小夜の索敵のおかげで不意打ちを喰らうことはないが、かなりキツい。テイルさんが上手くて、回復がほとんど必要ないのは助かっているが……。


「は、反対側からも敵!? 三体か……。ユキと俺で戦おう!」

「大丈夫か? STR少ないんだろ?」

「時間稼ぎくらいはしてみせる!」

向かってきたのは兎型の魔物。ポーンラビットとは少し違うからその進化系だろうか。悪魔石を使わなければユキもあんな風に進化したのだろうか。


 ユキは嫉妬の一撃で魔物を瞬殺した。……そんなに威力があるスキルだったか? 同族特攻があるのだろうか。よく分からないが、嬉しい誤算だな。

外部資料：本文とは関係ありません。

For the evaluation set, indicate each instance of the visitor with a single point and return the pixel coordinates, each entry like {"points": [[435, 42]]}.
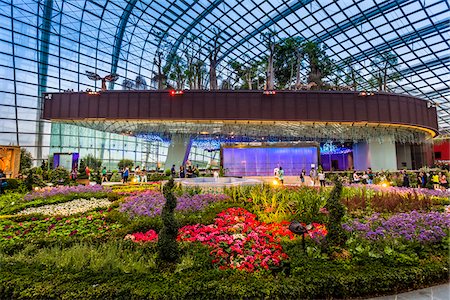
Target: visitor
{"points": [[137, 174], [302, 177], [143, 174], [88, 172], [356, 178], [435, 181], [425, 179], [275, 171], [189, 172], [3, 183], [321, 176], [370, 176], [405, 179], [172, 171], [73, 174], [195, 172], [281, 175], [443, 181], [313, 176], [182, 173], [126, 173], [364, 178], [104, 177]]}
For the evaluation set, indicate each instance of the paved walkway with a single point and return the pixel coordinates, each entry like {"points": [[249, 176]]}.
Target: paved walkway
{"points": [[437, 292]]}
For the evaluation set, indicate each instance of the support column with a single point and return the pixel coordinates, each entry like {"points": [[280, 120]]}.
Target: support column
{"points": [[178, 151], [379, 154]]}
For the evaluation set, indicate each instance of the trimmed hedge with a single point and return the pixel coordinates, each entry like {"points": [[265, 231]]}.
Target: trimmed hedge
{"points": [[326, 280]]}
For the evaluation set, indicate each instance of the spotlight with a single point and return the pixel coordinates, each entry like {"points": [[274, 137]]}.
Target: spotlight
{"points": [[176, 92], [269, 92]]}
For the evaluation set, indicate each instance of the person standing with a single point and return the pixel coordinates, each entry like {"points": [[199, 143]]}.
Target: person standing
{"points": [[321, 176], [443, 181], [302, 177], [405, 179], [370, 176], [126, 173], [104, 177], [281, 175], [356, 178], [182, 173], [172, 171], [313, 176], [88, 172], [2, 181]]}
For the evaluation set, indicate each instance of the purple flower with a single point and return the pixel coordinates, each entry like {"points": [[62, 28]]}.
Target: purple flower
{"points": [[150, 203]]}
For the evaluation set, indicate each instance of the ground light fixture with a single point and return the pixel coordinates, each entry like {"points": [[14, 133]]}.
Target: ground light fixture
{"points": [[269, 92], [366, 94], [297, 228], [176, 92]]}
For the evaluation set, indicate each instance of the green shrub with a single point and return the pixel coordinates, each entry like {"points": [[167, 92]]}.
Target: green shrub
{"points": [[59, 176], [336, 235], [168, 252]]}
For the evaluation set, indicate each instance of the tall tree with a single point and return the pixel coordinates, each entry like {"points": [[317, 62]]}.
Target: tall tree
{"points": [[213, 53], [383, 66], [352, 76], [269, 38], [320, 65], [140, 82], [287, 60]]}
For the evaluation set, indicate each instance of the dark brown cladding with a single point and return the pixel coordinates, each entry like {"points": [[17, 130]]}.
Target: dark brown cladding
{"points": [[312, 106]]}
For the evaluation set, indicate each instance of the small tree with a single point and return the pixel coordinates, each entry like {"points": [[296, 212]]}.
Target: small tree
{"points": [[123, 163], [92, 162], [336, 235], [168, 251], [26, 160]]}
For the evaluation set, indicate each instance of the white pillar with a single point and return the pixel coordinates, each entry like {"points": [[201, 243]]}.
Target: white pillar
{"points": [[178, 151], [378, 153]]}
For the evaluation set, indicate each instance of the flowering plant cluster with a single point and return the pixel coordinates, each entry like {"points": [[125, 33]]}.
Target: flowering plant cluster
{"points": [[150, 203], [93, 224], [65, 190], [403, 190], [133, 190], [424, 228], [149, 236], [239, 241], [68, 208]]}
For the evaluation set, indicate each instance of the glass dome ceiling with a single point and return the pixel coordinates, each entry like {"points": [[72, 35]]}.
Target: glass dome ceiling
{"points": [[55, 41]]}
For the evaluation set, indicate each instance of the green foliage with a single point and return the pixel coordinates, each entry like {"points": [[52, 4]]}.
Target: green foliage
{"points": [[92, 162], [123, 163], [320, 65], [14, 202], [26, 160], [336, 235], [59, 176], [34, 178], [82, 170], [115, 177], [168, 252], [280, 204]]}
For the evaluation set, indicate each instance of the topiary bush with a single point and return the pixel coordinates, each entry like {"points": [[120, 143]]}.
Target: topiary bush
{"points": [[168, 252], [336, 235], [59, 176]]}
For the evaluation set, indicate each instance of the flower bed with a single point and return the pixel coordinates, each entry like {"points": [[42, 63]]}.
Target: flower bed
{"points": [[150, 203], [92, 224], [67, 208], [238, 240], [424, 228], [65, 190]]}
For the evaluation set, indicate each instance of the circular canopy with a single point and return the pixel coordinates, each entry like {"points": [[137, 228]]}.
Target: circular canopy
{"points": [[128, 35]]}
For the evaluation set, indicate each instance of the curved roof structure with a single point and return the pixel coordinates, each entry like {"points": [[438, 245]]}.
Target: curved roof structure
{"points": [[54, 42]]}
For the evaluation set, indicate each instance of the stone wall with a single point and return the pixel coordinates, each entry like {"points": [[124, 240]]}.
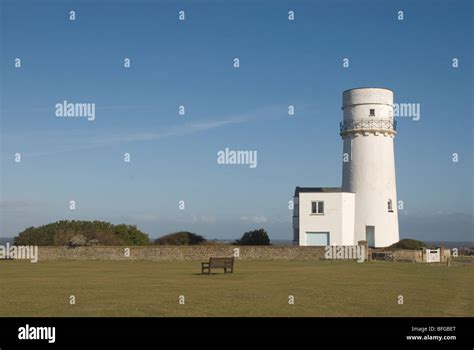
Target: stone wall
{"points": [[201, 252]]}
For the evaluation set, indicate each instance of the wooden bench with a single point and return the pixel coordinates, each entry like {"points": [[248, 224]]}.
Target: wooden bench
{"points": [[218, 263]]}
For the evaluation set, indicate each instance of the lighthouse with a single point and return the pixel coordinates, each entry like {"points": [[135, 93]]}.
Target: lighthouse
{"points": [[365, 207], [368, 131]]}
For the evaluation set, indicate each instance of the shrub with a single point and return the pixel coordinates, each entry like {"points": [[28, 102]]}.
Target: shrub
{"points": [[77, 241], [255, 237], [180, 238], [94, 232]]}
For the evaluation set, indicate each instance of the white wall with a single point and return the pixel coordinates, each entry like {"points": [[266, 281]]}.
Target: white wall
{"points": [[338, 218]]}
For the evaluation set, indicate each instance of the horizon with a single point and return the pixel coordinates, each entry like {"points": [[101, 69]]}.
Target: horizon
{"points": [[174, 158]]}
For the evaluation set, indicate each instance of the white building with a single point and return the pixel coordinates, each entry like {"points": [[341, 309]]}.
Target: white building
{"points": [[365, 207]]}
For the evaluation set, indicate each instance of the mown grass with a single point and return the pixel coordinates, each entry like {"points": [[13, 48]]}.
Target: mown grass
{"points": [[257, 288]]}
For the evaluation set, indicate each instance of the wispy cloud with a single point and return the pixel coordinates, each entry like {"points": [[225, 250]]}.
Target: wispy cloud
{"points": [[175, 130], [254, 219]]}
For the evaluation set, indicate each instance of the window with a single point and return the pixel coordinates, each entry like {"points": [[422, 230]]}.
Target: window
{"points": [[317, 207], [390, 206]]}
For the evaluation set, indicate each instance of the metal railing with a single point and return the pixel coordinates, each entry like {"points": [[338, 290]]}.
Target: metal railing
{"points": [[368, 124]]}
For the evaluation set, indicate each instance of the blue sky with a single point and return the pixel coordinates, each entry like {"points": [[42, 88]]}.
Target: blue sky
{"points": [[189, 63]]}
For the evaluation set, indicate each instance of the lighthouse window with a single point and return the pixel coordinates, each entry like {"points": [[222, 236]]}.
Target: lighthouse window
{"points": [[317, 207], [390, 206]]}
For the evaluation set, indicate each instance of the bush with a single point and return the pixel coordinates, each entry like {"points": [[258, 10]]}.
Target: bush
{"points": [[180, 238], [255, 237], [409, 244], [77, 241]]}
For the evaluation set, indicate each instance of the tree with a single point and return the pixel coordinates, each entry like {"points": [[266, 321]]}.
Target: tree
{"points": [[180, 238], [98, 232], [255, 237]]}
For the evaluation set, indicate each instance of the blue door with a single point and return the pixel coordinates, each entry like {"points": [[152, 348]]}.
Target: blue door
{"points": [[317, 238]]}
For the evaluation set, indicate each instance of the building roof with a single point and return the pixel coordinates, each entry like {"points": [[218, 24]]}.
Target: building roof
{"points": [[299, 190]]}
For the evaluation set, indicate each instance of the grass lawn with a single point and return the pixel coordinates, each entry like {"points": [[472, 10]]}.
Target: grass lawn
{"points": [[257, 288]]}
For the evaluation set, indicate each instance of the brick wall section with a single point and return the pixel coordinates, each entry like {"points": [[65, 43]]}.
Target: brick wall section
{"points": [[167, 253]]}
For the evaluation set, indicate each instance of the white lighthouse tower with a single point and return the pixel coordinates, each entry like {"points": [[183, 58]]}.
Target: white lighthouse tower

 俺はスキルを使って敵の攻撃を凌ぐ。STRは足りないから攻撃はなんとかなりそうだ。


「敵? ――上か!」

戦いに集中していて回避が遅れる。敵はハヤテと同じ魔物だ。俺が攻撃を喰らえば一撃で倒されてしまうだろう。


「ユキ、ありがとう!」

庇ってくれたユキにお礼を言い、回復をかける。庇うはそう何度も使える技ではない。立て直すためにユキを抱えて浄化装置の側まで戻る。


「回復するぞ、テイル」

「いや、それより強化魔法を頼む。攻撃は最大の防御ってやつだ」

「分かった」

強化魔法をかけても、押し寄せてくる魔物の勢いはとどまるところを知らない。ブレイドファルコンの羽が頬をかする。それだけでHPは半分ほど削れてしまう。瞑想をする暇が無いからMPが足りない。万事休すかという時、一筋の希望が差し込んだ。


「他の地点で浄化装置が起動した!」

「ああ、もう少しだ!」

攻撃した敵に状態異常も追加された。運がこちらに向いてきている!


「もう一方向もOKだな」

「ってことはアオイたちが起動すればここは安全だな」

もう少しと思って気が緩んでしまったのだろう。俺は後ろから来る魔物に気がつけなかった。

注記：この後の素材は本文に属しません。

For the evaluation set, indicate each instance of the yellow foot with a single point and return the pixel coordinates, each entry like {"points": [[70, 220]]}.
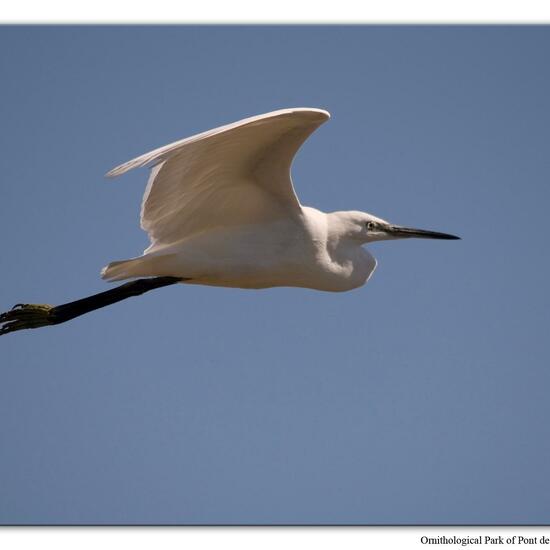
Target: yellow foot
{"points": [[23, 316]]}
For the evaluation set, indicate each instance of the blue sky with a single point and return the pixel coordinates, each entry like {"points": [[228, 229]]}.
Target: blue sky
{"points": [[419, 398]]}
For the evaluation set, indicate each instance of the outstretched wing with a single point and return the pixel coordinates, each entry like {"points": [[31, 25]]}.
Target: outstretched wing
{"points": [[232, 175]]}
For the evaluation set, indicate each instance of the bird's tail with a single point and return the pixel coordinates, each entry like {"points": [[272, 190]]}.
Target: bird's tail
{"points": [[143, 266]]}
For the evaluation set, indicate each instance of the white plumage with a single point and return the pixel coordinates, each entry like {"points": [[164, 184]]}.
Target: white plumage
{"points": [[220, 209]]}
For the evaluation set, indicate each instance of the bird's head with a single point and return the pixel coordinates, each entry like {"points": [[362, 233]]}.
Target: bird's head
{"points": [[366, 228]]}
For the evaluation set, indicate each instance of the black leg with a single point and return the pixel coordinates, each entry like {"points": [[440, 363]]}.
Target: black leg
{"points": [[24, 316]]}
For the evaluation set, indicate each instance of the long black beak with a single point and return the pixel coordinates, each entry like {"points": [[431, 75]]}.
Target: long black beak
{"points": [[408, 232]]}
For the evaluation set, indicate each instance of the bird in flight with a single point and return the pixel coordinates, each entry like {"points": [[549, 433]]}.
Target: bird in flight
{"points": [[220, 209]]}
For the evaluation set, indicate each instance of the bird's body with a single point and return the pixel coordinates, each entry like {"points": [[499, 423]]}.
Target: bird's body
{"points": [[220, 209], [304, 250]]}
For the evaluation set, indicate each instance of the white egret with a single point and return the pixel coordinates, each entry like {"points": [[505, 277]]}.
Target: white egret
{"points": [[220, 209]]}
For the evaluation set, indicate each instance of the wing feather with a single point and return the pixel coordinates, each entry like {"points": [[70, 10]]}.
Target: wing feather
{"points": [[233, 175]]}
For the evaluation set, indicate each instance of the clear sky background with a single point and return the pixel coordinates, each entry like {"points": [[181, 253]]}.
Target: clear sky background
{"points": [[419, 398]]}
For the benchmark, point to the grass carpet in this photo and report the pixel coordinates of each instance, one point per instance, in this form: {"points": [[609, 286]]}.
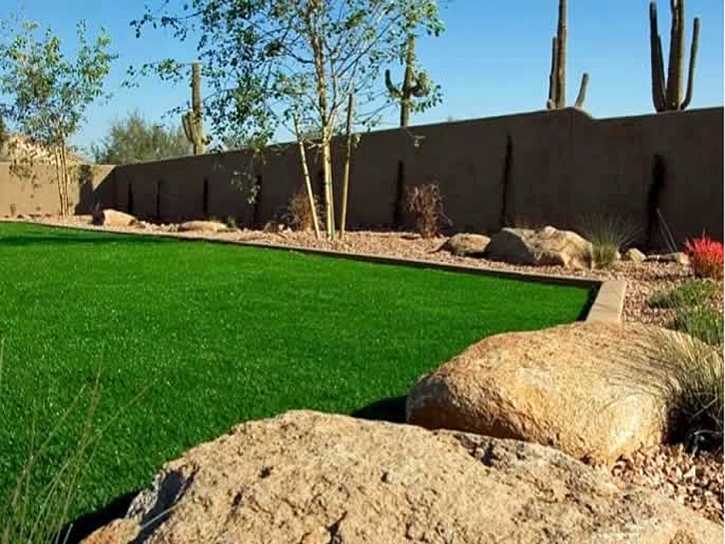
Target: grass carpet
{"points": [[219, 335]]}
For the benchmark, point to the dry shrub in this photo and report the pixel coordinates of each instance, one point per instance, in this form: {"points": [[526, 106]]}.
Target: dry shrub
{"points": [[426, 205], [298, 214]]}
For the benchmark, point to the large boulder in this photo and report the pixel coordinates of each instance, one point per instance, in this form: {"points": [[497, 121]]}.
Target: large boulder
{"points": [[312, 478], [466, 245], [203, 226], [113, 218], [544, 247], [569, 387]]}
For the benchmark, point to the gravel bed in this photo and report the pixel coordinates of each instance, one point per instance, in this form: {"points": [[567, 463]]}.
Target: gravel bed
{"points": [[694, 480]]}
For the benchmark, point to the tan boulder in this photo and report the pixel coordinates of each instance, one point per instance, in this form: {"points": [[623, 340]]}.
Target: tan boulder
{"points": [[466, 245], [678, 257], [312, 478], [113, 218], [542, 247], [634, 255], [202, 226], [568, 387]]}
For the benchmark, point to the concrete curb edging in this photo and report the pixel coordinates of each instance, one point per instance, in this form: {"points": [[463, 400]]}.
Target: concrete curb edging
{"points": [[607, 306]]}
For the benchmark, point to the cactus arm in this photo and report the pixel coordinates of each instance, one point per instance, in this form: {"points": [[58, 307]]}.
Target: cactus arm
{"points": [[657, 61], [561, 56], [392, 89], [677, 56], [186, 123], [693, 57], [551, 102], [582, 91]]}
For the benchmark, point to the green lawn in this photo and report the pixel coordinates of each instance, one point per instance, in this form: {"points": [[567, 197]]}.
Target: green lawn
{"points": [[221, 334]]}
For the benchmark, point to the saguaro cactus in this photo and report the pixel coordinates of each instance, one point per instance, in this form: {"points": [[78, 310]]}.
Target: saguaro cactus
{"points": [[557, 77], [667, 94], [414, 85], [192, 119]]}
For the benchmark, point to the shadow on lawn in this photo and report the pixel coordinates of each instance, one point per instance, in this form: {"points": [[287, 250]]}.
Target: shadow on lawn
{"points": [[392, 410], [50, 240], [78, 529]]}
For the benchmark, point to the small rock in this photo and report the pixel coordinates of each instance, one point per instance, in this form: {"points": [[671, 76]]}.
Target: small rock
{"points": [[202, 226], [545, 247], [634, 255], [679, 257], [466, 245], [113, 218]]}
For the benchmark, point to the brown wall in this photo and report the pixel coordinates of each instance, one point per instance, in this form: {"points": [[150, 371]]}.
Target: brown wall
{"points": [[561, 166], [36, 192]]}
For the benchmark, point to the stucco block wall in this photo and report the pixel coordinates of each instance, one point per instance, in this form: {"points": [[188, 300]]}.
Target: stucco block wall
{"points": [[37, 192], [554, 167]]}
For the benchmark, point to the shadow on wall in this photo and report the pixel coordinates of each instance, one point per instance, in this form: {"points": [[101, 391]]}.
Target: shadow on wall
{"points": [[546, 166], [86, 198]]}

 攻撃されると分かったのは、敵が浄化装置まであと一歩という距離の時。間に合わない。でもここで終わらせたくない。そんな思いを胸に俺は速突きを放つ。


「キララ……!」

俺の攻撃は間に合わなかっただろう。だが、攻撃はキララの結界によって防がれていた。キララの結界があって本当に助かった……。


 アオイたちが向かった場所も無事に設置できたようで、俺たちがいる場所はセーフティーゾーンに変わった。だが、戦っていた魔物は消えないらしい。

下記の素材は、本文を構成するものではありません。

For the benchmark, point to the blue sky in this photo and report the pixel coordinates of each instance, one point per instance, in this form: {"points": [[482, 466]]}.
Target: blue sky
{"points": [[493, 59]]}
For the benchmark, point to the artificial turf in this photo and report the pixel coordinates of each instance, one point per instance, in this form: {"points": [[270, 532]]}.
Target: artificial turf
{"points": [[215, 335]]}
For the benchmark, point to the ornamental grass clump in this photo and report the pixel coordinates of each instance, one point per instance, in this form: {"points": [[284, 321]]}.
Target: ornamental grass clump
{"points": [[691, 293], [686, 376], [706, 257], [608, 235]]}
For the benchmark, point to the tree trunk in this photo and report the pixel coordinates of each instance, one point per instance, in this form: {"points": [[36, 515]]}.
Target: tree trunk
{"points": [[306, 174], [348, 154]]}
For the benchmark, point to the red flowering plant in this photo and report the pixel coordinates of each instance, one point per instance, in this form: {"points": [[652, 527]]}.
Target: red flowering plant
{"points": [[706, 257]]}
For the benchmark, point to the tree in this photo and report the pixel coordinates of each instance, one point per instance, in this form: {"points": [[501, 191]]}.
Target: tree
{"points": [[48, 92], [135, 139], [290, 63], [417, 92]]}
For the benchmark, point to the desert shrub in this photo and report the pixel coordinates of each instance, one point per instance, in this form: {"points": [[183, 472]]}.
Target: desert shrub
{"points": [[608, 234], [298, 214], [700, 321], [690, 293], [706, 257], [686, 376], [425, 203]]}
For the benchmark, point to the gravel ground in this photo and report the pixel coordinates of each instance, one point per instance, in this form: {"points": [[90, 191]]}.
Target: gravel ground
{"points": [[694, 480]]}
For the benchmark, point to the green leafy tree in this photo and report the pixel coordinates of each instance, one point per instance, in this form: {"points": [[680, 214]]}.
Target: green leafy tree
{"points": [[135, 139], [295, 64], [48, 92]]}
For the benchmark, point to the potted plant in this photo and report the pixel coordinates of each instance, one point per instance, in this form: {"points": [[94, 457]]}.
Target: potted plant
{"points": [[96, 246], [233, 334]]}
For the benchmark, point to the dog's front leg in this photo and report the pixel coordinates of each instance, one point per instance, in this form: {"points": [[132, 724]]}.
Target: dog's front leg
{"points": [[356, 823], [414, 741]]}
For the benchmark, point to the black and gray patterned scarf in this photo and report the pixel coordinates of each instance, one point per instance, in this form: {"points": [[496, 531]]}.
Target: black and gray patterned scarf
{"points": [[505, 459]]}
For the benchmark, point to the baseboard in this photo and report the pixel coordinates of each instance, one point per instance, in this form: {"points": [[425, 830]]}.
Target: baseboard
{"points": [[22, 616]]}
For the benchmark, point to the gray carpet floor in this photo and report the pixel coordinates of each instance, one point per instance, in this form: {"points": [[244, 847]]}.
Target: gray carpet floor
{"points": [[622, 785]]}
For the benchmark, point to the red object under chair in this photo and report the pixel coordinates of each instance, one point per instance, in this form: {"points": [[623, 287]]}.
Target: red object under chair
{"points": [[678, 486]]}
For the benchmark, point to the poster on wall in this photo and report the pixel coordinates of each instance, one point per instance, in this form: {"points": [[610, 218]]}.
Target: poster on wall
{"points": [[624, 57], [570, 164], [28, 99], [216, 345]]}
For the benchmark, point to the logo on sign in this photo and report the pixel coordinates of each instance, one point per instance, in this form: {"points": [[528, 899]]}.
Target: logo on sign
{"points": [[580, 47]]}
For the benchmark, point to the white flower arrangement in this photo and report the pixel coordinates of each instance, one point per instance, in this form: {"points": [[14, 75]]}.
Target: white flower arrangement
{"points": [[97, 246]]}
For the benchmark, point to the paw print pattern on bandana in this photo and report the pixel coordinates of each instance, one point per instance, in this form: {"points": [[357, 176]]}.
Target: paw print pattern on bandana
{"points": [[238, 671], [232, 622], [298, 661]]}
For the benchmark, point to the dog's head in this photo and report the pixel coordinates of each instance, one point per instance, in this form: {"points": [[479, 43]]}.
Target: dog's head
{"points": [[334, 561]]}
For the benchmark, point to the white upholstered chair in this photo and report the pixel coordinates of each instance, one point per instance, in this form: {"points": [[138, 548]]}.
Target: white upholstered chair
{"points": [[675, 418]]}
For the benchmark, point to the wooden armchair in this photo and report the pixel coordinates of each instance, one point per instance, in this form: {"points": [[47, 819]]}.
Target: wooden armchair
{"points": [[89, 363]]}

「もう追加の沸きは無いから、一人でもなんとか捌けるだろう。リックはMPの回復をしておいてくれ」

「でも、早く向かわないと……」

「MPなしで向かってどうするんだ。それに、新しい魔物が現れないといっても、すでに現れた魔物は襲ってくる。しばらくはここにいないといけない」

「確かに。ありがとうテイル。少し冷静になった」

俺のMPが満タンになる頃には周囲の魔物はいなくなっていた。小夜に確認してもらったが、もう周囲にはいないようだ。


「ここはもう襲われる心配はいらないみたいです」

「そうか。……戦っている時みたいに楽な口調で良いぞ?」

「はい。分かりました。いや、分かった。ありがとう、そうする。じゃあ早く加勢しに行こう!」

「ああ!」

俺たちは先行していたパーティーメンバーに追いつくために走った。